Optical Monitoring of Cortical Functions as a Method for Screening of Disease-Linked Genes and Prospective Therapeutic Compounds

Lay Summary

An Optical Imaging Tool for Understanding and Treating Developmental and Psychiatric Disorders

This research will employ two cellular imaging techniques to develop a new method to identify and quantify changes in glutamate synaptic transmission that are related to developmental and psychiatric disorders in a mouse model and to assess the effects of therapies.

Human genetics studies are beginning to uncover many genes that may contribute to neurodevelopmental and psychiatric disorders.  The researchers hypothesize that many of these human genetic mutations directly or indirectly lead to changes in synaptic transmission of glutamate in the cortex.  To test this hypothesis, they will develop an optical imaging method that can measure the distribution of two major types of receptors that receive glutamate signals from neighboring brain cells as the cells communicate. Then they will monitor the receptors’ functions as glutamate is passed from one cell to another. The imaging technique requires combining two-photon cellular imaging with a new fluorescent labeling technique, in which a certain type of antibody binds to, and turns on, a fluorescent organic dye molecule.  Through this process, they will be able to visualize the two types of glutamate receptors in the dendritic spines of brain cells, which receive glutamate signals from their neighboring cells.

They predict that the several mouse models that have been engineered to harbor disease-linked genetic mutations will show changes in the distribution of these two glutamate receptors at the synapses and that these changes can be quantified.
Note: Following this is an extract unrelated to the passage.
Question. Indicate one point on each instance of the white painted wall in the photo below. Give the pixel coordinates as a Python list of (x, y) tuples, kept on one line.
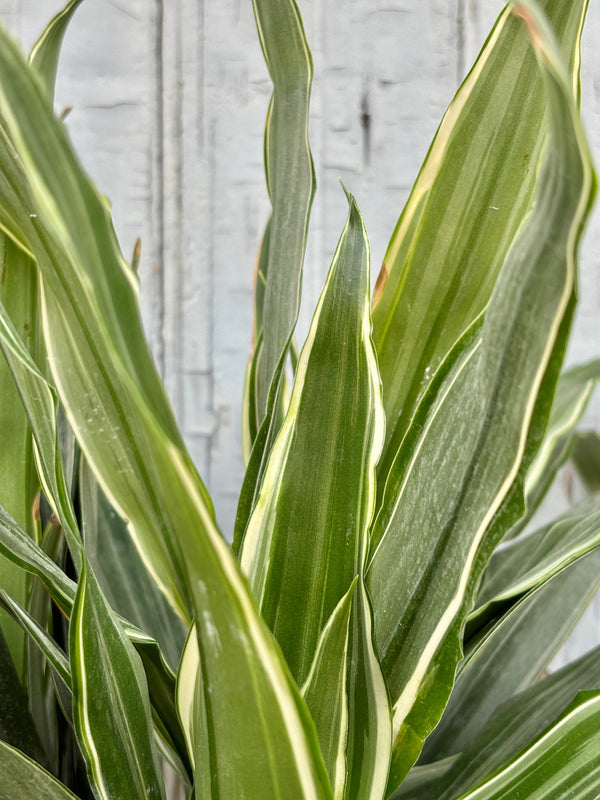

Additionally, they predict that they can successfully use this new combined optical imaging technique to screen drugs for their abilities to reverse the observed changes in the distribution of glutamate receptors.

Significance:  The new combined optical imaging approach developed in mouse models may reveal how genetically determined changes in glutamate transmission lead to developmental and psychiatric disorders and become a tool for testing therapies designed to reverse these.

Abstract

Optical Monitoring of Cortical Functions as a Method for Screening of Disease-Linked Genes and Prospective Therapeutic Compounds

We hypothesize that many human genetic mutations linked to neurodevelopmental and psychiatric diseases cause directly or indirectly changes in glutamatergic synaptic transmission in the cortex. Therefore, we propose to develop a method for optical monitoring of glutamatergic synaptic functions in the mouse cortex, based on a combination of in vivo two photon imaging and novel protein tagging with single chain variable fragment (scFv) antibodies binding small organic dyes. This method is designed to be fairly non-invasive and applicable for repeated measurements in order to compare conditions before and after drug applications. We envision that the method can become streamlined as a relatively high-throughput assay for pharmaceutical drug screening.

The specific aims are:

Aim 1: To establish conditions for acute in vivo imaging of scFv-tagged AMPA GluR1 and NMDA NR1 receptors expressed from recombinant adeno-associated virus (rAAV) vectors.

Aim 2: To establish conditions for chronic in vivo imaging of scFv-GluR1 and scFv-NR1 receptors expressed from rAAV vectors.

Aim 3: To generate transgenic mice expressing scFv-GluR1 and scFv-NR1 receptors.

The methods we plan to use to achieve these aims include two-photon imaging of cortical neurons in anesthetized mice and a novel labeling technique, which will allow us to selectively visualize synaptic surface expressed glutamate receptors, GluR1 subunit-containing AMPA receptors, or NR1 subunit-containing NMDA receptors. The technique development will be done in wild type mice, using recombinant adeno-associated vectors for expression of the tagged GluR1 and NR1 protein. The final deliverable from the project are transgenic mice stably expressing the tagged glutamate receptor subunits in cortical neurons.